Barely In Education, Training or Employment

Sunday 13 March 2011

It's Only A Game



I remember the wry smile that spread itself across my face when reading Paolo Di Canio's autobiography around the age of 12 or 13. Anicdotes of selling his brothers bicycle in order to buy pizza and ice cream for all of the kids on the estate, as well as telling Giovanni Trappatoni, possibly the most prestigious figure in Italian football at the time to go and f*ck himself are just a few of many comically absurd highlights.

The vervacious Italian's honesty about his susceptability to, ahem, 'injury' on the eve of big away trips was however something that managed to offend me rather substantially. It was something that, as a 13 year old aspiring footballer I found rather offensive. Having said that, if there was ever to be one exception, it is without a shadow of a doubt the prospect of the recent away trip that Brazil's former stars had to endure, in order to play a one-off charity match.

In this day and age, when imagining the prospect of 'retirement' for a professional footballer, a series of rather paridisic images tend to engulf the mind's eye.
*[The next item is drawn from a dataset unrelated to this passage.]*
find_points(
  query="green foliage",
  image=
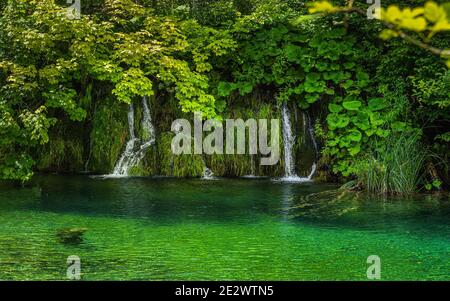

Perhaps a brief spell in Qatar running rings around the standard of the domestic football league whilst getting paid the same wages as Cristiano Ronaldo? Something along those lines anyhow.

I dread to think what went through the minds of Cafu and Roberto Carlos when they were asked to play the charity match in question. Maybe, 'oh well, I guess a TV appearance is a TV appearance, even if Peter Reid and the other B-list celebrities in ITV's "The Match" are going to kick me for 90 minutes'.

It was to be nothing of the sort. Instead, the boys from Brazil were on their way to Chechnya to confront a makeshift national team captained by President and former militia leader Ramzan Kadyrov. Somehow, a team made up of Romario, Dunga, Bebeto and Cafu but to name a few managed to come away with a thumping 6-4 victory somewhat unscathed. Fantastic viewing, but also a true testament to any footballers out there who tend to shy away from the tough away trip.